Das nächtliche Kulturleben beginnt
Das ändert sich 1667. Der Sonnenkönig Ludwig XIV., seit 1661 an der Macht, verwandelt die stinkende und finstere Kloake von Paris nach und nach in eine moderne Weltstadt. "Sauberkeit, Helligkeit und Sicherheit" lautet das neue Motto. 1667 spenden die ersten Straßenlaternen Licht. Stéphanie Le Gallic erklärt: "Mit der Einführung der Straßenbeleuchtung entsteht ein nächtliches Kulturleben. Die Nacht gehört nun nicht mehr den Mördern und Dieben, sondern den Bürgern, die ins Theater, in die Oper gehen." Die Marquise de Sévigné, französische Literatin, schreibt am 4. Dezember 1673 in einem Brief an ihre Tochter Françoise: "Wir fanden es angenehm, Madame Scarron um Mitternacht bis ins Saint-Germain-Viertel zu bringen… . Wir kamen freudig zurück, im Schein der Laternen vor Dieben geschützt."
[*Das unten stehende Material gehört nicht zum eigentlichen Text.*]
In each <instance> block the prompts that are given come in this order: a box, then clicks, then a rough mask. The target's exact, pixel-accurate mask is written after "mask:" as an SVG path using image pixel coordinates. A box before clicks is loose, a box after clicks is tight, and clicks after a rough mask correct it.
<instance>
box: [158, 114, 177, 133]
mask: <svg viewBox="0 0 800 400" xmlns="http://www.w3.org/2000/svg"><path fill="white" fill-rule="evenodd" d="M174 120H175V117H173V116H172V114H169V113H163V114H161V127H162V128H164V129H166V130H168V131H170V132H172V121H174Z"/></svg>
Die Bürger zünden die Kerzen selbst an
Die nächtliche Beleuchtung verdanken die Pariser Gabriel Nicolas de la Reynie, dem neu ernannten Pariser Polizeipräfekten. Ludwig XIV. hatte ihm den schwierigen Auftrag erteilt, in seiner Hauptstadt für Sicherheit zu sorgen. De la Reynie will jede noch so dunkle Straßenecke beleuchten und lässt 2.736 Kerzen in Glasgehäusen aufstellen. Nach und nach werden es immer mehr. "Die Präfektur bestimmt in den etwa 40 Vierteln der Stadt Bürger, die abends beim Klang einer Glocke hinausgehen und die Lichter anzünden", so Stéphanie Le Gallic. Auswärtige Besucher staunen über die erleuchtete Stadt. "Die Erfindung, Paris des Nachts mit unzähligen Lichtern zu erleuchten, verdient es, dass die entferntesten Völker die Stadt besuchen, um zu sehen, was weder Griechen noch Römer für die Polizei ihrer Republiken erdacht haben", berichtet ein Besucher aus Italien. Für Räuber und Banditen brechen mit der öffentlichen Straßenbeleuchtung dunklere Zeiten an.